Monday, December 2, 2013

Systems Thinking
Grow complex systems by chunking – Allow complex systems to emerge out of links among simple systems that work well independently and are capable of working independently.
Brenda Zimmerman, Curt Lindberg, and Pau Plsek, Edgeware: Insights from Complexity Science for Health Care Leaders, VHA, Inc., 1998
When I think of health systems:
·         I think of progressives, like President Obama and his crew, who think until we have a single-payer system, we have no system.

·         I think of ObamaCare, an overly complex system that  redistributes  $250 billion from  the private sector and Medicare  to the uninsured, underinsured and  to Medicaid and exchange health plans designed by government. ObamaCare is Medicaid on steroids.

·         I think of the evolving  U.S. economic system, a system now is in an essentially a zero-growth mode,  and in which  there are winners (government and the perceived disenfranchised)  and losers (the private sector and the middle class).

·         I think of Dr. Charles Krauthammer (born 1950), who says the US. Health care system is an incredibly complex ecosystem which has evolved over the last 70 years and which government will never be able to manage.

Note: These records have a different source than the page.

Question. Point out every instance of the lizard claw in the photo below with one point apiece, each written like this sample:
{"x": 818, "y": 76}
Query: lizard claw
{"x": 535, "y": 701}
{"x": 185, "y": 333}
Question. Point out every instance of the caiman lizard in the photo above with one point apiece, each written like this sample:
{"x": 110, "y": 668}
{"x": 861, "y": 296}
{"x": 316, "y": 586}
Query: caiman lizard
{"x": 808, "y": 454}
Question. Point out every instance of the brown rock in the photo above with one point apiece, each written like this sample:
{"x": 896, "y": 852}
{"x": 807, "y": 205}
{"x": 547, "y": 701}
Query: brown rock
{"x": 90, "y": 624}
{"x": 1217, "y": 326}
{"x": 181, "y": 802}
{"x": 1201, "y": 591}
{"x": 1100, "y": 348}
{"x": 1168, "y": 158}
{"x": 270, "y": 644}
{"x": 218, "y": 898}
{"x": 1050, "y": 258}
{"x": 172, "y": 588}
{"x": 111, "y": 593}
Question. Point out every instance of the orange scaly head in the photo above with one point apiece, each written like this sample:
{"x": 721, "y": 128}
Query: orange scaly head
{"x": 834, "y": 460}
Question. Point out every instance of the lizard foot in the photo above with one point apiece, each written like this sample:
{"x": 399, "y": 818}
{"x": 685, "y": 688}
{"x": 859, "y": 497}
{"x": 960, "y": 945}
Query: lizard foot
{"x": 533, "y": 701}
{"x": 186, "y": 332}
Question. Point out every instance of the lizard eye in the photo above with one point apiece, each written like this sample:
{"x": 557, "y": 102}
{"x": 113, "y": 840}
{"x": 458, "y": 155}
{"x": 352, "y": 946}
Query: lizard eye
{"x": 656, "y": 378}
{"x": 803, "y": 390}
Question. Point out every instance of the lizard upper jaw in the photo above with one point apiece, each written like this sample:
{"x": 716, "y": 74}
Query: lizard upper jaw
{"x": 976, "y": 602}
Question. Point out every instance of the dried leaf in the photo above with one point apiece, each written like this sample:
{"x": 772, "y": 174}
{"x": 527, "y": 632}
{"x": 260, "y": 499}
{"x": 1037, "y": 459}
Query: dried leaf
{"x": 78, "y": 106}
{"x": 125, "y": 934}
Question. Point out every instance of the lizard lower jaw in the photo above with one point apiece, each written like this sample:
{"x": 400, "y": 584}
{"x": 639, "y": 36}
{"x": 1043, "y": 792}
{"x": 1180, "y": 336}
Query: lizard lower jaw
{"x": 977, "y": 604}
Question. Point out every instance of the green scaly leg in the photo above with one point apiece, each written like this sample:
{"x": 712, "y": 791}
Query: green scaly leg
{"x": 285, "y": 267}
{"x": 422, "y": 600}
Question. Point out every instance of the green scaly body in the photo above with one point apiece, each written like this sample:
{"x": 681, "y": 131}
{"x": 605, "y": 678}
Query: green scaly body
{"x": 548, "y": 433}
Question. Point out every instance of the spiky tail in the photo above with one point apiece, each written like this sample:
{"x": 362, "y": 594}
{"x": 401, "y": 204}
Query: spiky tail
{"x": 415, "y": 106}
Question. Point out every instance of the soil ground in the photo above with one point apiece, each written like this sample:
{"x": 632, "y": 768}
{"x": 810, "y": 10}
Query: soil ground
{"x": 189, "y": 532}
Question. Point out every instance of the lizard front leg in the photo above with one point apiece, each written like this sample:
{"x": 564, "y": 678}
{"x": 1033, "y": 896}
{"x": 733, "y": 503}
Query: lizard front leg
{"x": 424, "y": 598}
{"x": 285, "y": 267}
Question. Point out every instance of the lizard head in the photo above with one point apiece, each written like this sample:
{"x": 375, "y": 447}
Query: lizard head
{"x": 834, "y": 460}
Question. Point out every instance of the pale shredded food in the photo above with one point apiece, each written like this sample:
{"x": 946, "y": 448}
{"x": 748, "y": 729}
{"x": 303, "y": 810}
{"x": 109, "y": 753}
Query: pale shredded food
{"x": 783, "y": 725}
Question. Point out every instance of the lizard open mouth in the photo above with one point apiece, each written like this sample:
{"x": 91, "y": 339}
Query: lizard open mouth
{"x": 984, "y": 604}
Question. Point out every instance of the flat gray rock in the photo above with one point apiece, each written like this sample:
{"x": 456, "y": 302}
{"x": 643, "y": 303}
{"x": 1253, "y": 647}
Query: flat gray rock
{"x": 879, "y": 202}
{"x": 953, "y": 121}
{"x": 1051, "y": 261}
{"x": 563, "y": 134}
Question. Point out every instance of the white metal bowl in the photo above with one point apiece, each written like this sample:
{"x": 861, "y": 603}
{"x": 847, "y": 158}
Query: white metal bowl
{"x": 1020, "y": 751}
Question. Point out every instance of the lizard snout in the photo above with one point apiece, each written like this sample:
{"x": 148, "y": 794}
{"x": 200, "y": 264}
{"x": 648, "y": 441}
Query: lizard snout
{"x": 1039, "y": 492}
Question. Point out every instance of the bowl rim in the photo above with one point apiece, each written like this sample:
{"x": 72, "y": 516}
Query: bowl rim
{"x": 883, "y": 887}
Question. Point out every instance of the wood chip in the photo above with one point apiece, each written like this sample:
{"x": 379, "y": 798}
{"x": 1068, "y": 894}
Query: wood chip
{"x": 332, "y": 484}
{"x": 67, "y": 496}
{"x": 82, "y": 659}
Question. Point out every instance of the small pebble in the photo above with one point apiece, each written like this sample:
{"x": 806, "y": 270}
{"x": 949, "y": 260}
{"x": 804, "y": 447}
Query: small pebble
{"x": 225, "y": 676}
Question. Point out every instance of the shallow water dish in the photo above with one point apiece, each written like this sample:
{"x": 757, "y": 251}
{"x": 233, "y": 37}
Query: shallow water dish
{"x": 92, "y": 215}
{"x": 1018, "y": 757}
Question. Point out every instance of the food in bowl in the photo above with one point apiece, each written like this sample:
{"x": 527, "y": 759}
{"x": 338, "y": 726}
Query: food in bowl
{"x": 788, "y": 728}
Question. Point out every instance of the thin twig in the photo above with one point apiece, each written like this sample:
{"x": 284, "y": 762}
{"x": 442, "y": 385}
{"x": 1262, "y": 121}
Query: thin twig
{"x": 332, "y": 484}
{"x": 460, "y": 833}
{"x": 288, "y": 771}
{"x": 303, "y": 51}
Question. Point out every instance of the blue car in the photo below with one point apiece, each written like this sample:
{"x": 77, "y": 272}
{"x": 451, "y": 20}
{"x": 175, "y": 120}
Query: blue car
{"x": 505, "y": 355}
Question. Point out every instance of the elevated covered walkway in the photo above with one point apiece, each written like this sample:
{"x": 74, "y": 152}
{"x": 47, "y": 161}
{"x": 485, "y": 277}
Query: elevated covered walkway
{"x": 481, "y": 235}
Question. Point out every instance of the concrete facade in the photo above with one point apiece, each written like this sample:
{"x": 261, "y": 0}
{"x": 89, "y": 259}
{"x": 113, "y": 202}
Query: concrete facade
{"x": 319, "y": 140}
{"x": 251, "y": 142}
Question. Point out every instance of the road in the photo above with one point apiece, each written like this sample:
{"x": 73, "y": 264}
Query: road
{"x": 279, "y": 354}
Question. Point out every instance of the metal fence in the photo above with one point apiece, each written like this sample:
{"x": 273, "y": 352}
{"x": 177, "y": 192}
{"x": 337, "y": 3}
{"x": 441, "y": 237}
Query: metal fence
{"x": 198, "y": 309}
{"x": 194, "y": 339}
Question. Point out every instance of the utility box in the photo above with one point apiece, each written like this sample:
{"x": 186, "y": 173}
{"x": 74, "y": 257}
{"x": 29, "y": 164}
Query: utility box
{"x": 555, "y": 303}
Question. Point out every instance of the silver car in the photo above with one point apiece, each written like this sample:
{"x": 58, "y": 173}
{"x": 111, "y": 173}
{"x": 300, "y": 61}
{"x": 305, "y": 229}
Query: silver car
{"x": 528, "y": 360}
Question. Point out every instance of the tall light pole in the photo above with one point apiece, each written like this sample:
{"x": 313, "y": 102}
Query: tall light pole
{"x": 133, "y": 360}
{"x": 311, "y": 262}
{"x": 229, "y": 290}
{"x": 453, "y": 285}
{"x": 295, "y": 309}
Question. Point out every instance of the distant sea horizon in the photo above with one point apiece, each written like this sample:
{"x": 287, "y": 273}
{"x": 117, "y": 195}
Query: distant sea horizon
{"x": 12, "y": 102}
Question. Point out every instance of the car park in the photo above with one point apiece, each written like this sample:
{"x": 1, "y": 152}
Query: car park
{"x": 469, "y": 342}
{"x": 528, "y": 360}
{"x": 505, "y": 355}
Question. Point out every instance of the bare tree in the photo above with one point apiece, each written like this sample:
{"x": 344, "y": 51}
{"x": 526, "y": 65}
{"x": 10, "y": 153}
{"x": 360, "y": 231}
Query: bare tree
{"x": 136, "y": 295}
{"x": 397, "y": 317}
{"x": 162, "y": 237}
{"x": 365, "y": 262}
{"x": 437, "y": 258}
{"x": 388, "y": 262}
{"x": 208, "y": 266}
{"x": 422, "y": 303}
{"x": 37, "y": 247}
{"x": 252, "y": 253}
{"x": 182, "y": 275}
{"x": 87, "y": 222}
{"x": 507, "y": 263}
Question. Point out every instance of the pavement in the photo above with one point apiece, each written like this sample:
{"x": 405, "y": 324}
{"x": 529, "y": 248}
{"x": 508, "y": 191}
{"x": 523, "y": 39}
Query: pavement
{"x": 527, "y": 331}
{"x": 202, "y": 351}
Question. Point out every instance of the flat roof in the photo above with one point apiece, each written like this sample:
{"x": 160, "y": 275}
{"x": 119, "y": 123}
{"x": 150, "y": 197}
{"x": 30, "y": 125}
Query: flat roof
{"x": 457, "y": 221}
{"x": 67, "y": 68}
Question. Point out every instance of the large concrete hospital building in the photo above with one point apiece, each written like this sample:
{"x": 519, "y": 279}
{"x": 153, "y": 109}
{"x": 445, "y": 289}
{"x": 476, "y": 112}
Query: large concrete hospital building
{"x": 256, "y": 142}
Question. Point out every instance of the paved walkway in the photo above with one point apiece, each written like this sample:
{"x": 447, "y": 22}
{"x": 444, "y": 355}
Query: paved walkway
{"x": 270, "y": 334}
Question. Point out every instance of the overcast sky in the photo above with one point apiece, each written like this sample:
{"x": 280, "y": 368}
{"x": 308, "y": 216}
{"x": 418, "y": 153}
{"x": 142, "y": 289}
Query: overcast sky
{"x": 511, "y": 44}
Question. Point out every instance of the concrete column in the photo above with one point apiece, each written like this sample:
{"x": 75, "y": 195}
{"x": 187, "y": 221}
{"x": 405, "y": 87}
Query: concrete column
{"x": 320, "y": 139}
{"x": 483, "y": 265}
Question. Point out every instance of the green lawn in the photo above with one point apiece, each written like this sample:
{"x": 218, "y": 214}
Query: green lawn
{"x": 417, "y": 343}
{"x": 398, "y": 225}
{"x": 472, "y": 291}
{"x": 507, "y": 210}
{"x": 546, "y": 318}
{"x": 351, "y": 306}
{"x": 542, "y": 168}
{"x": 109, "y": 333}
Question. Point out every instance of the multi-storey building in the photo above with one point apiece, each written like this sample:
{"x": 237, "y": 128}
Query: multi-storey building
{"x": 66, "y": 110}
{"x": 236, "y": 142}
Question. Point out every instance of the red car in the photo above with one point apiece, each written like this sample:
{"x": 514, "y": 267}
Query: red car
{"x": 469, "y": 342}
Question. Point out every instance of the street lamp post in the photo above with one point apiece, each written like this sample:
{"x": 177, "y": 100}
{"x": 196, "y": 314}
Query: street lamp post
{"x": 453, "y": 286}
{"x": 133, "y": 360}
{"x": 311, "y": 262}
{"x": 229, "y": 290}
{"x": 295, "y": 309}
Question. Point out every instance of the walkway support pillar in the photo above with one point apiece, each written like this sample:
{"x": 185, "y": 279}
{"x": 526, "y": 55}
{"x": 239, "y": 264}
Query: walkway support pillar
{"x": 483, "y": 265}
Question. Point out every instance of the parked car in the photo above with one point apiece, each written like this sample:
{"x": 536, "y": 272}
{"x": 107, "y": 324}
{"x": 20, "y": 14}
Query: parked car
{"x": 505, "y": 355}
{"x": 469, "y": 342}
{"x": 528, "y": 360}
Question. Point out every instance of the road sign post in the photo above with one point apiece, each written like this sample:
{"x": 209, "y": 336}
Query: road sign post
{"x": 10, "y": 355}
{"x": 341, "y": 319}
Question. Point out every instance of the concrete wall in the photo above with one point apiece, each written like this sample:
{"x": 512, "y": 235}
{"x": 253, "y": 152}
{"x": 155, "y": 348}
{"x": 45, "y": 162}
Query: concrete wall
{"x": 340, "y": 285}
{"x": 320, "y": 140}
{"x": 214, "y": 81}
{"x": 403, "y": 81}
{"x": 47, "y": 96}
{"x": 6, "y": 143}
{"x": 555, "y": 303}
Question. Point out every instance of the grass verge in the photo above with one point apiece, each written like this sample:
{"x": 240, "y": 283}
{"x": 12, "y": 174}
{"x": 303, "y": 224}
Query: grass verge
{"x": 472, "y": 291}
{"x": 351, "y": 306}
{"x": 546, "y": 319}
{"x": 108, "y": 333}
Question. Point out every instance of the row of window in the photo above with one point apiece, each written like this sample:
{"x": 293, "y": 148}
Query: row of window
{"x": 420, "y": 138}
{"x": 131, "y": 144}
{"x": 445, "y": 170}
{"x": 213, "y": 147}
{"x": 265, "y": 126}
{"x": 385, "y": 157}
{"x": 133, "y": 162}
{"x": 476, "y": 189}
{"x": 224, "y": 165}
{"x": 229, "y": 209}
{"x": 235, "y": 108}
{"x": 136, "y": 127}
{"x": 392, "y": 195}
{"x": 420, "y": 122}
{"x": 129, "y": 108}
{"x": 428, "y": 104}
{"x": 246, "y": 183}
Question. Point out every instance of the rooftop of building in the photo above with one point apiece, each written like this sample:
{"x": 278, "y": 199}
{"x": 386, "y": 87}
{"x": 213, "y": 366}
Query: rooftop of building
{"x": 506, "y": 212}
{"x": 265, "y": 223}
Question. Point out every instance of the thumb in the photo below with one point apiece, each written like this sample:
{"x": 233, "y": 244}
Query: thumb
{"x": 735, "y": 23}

·          I think of Peter Drucker (1909-2005), the father of modern management, who said businesses must take a “systematic, organized, and purposeful” approach to marketing and product development but that government cannot do the same because of its addiction to bureaucrtic procedure and its  attitude that wicked  business sector  and its obscene  profits are bad –ergo, government ownership must be good.”

·         I think of George Halvorson, CEO and Chairman of Kaiser, who maintains that “systems thinking” is the key to any successful health care enterprise and to successful health reform.

·         I think of John A. Powers (1922-1980), program information officer at the National Space Agency, who said of the moon shot, “All systems go. Everything is A-OK,” which works for focused government systems like space shots and the atomic bomb, but not for building a pluralistic health system involving multiple stakeholders.

·         I think of conservative economists, Friedrich Hayek (1899-1992), who said, “I am certain that nothing has done so much to destroy the juridical safeguards of individual freedom as the striving after this mirage of social justice”, and his protégé, Milton Friedman (1912-2012) who  succinctly summed it all  up by declaring, “There is no free lunch.”

·         But mostly I think of the nine principles for leaders of complex health care systems.

These principles are:

1.       View your system through the lens of complexity, rather than as a rigid government system governed by mandates, regulations, and rules that demand and require coercion of the populace.

2.      Build a good enough system rather than trying to plan control every detail. Everyone’s crystal ball is clouded.

3.      Lead from the edge rather than from the center by balancing intuition data, planning and action, safety and risk.

4.      Tune to the edge – that’s where the action is. That’s where diversity and differences, connections inside and outside the system, and power and anxiety are located, not in some remote authoritative place that perceive it has all the answers.

5.      Live with paradox and tension – they are part of the human condition and always accompany change. Your opponents are not your enemies. Help make them your helpmates. Listen to them rather than to yourself.

6.      Go with multiple actions at the fringes, rather than believing your overall plan have  all the ingredients of successful change as dictated by your philosophy.

7.      Listen to what goes on in the shadows –informal relationships,   opponents’ arguments, hallway conversations, rumor, and gossip.  These things are telling you what might go wrong.

8.      Grow your complex system by linking successful existing proven systems rather than replacing them with your big system’s big untested principles.

9.      Mix cooperation with competition rather than ridiculing or putting down the opposition who may be more right than wrong.

Tweet:  When thinking of system changes, remember Rome wasn’t built in a day. Move incrementally.  The barbarians are at the gates.